Era uma vez uma menina que nada via, a não ser a bondade. O mundo era mais ou menos vazio, pois andava escasso de coisas boas, atos de bondade, pessoas bondosas.
A criança foi crescendo e era como se houvesse sempre um tapume que encobria a visão do mundo, e o mundo era estranho.

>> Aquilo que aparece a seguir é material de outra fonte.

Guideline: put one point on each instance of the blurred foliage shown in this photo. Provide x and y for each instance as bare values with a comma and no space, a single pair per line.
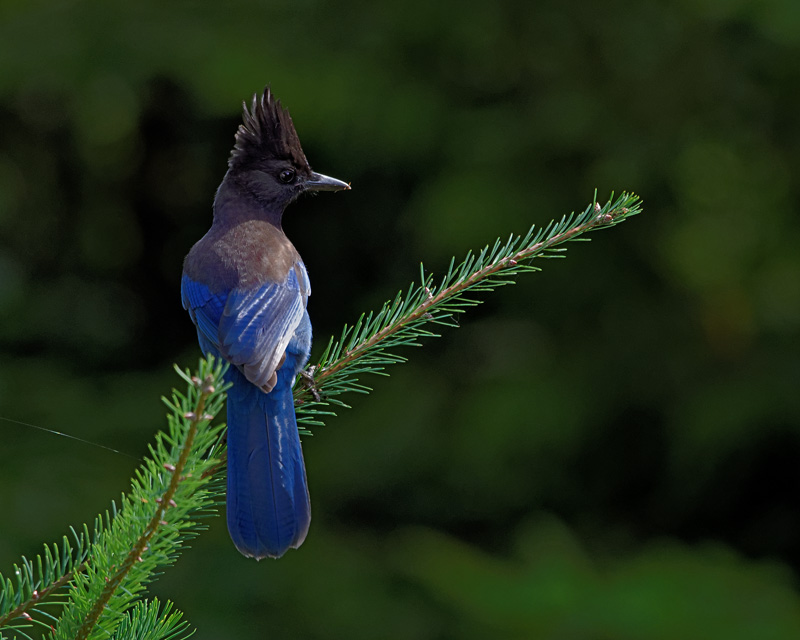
607,450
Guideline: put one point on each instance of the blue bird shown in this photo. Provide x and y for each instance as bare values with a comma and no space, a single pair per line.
246,288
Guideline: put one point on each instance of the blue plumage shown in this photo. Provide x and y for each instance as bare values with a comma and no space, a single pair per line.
246,289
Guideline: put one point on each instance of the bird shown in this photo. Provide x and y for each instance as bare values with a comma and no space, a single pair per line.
246,289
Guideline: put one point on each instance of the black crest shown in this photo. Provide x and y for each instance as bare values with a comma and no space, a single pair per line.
267,132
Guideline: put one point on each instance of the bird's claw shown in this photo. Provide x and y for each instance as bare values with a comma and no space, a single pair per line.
311,385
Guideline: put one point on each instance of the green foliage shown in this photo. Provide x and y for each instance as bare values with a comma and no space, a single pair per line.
171,494
368,346
644,392
105,581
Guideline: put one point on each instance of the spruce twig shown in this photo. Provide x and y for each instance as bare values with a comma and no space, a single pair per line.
367,346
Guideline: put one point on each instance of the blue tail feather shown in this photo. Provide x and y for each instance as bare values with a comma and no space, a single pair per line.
268,504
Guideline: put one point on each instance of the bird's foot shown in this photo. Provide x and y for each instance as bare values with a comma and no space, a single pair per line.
273,379
311,385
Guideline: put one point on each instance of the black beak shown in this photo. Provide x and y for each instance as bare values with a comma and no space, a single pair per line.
319,182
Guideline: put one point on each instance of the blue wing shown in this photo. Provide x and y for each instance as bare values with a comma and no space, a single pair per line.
251,328
268,505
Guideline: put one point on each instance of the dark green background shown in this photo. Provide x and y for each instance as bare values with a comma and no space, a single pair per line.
608,450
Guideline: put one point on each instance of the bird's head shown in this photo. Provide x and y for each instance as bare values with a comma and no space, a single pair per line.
267,158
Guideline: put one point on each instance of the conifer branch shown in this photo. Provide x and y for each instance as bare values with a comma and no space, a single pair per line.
170,492
367,347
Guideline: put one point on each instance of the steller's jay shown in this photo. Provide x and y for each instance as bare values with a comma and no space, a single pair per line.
245,288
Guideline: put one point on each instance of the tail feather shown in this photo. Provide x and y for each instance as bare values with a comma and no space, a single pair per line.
268,504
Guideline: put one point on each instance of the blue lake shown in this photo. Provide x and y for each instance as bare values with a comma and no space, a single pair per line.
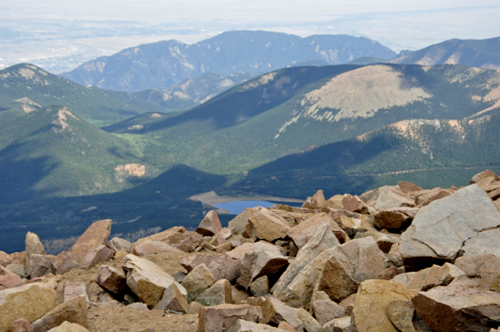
239,206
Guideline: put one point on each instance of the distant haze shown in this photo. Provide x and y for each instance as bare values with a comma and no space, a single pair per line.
77,31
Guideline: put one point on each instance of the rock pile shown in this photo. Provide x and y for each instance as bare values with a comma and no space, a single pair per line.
398,258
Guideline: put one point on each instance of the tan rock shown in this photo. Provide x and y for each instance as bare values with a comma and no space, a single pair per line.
69,327
267,226
210,225
224,316
73,311
33,246
198,280
372,301
219,293
30,301
458,308
96,255
97,234
22,325
63,262
148,281
151,247
401,313
274,311
111,279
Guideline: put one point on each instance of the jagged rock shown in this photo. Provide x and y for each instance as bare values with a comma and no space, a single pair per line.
22,325
224,316
372,301
221,266
317,201
39,266
395,219
325,309
353,204
408,187
350,264
310,324
69,327
240,222
439,230
63,262
97,234
390,198
219,293
118,244
458,308
246,326
210,225
74,289
260,262
151,247
267,226
33,246
29,301
149,282
484,174
430,277
96,255
321,240
401,313
260,286
73,311
196,281
343,324
274,311
111,279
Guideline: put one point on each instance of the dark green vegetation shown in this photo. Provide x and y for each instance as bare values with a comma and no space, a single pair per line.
475,53
163,64
294,130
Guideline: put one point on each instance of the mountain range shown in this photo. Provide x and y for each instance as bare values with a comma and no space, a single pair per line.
286,132
164,64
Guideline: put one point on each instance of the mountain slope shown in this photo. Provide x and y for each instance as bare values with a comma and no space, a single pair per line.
475,53
163,64
52,152
27,87
292,109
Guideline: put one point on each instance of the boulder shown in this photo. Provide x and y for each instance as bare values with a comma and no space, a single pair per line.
373,299
69,327
390,198
196,281
320,241
219,293
274,311
22,325
33,246
73,311
458,308
96,255
39,266
395,219
111,279
149,282
118,244
267,225
151,247
224,316
63,262
210,224
30,302
439,230
97,234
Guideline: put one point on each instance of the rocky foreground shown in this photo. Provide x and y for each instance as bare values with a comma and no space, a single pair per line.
398,258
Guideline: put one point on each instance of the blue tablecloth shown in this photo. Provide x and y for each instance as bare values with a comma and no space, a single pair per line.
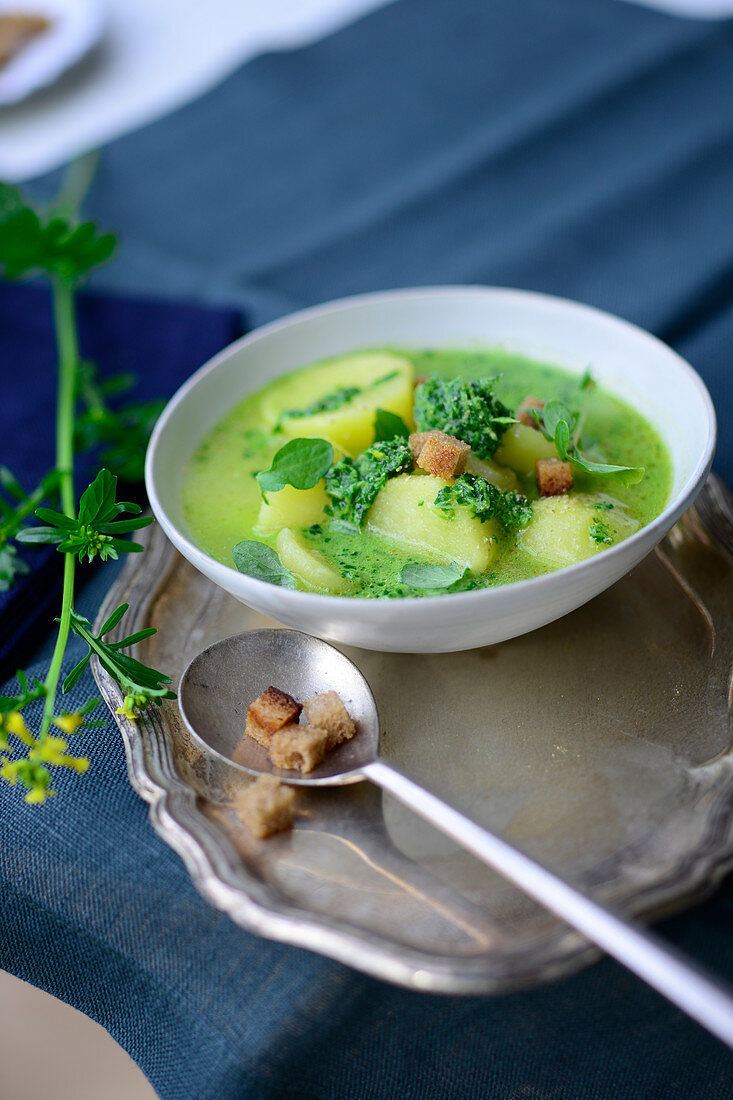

A bondade para ela ficou comum ao ponto de fazer surgir no seu coração um sentimento desconforme. Mas nada fez sobre isso e nem comentou.
Certo dia quando viu sua mãe entregar um pouco de comida para alguém necessitado, enxergou o homem, mas a sua mãe sumiu da cena, como se tivesse ido para trás do tapume.
A menina sentiu queimar dentro de si aquele sentimento desconforme.
Tempos depois a filha pergunta:
- Mãe… Só vejo bondade, certo?
- Sim, minha filha. Fizemos de tudo para limitar a sua visão às coisas boas da vida.
- É...
A expressão reticente causou preocupação na mãe que disse:
- O que aconteceu?
- Quando a senhora deu alimento para o homem faminto, eu não a vi.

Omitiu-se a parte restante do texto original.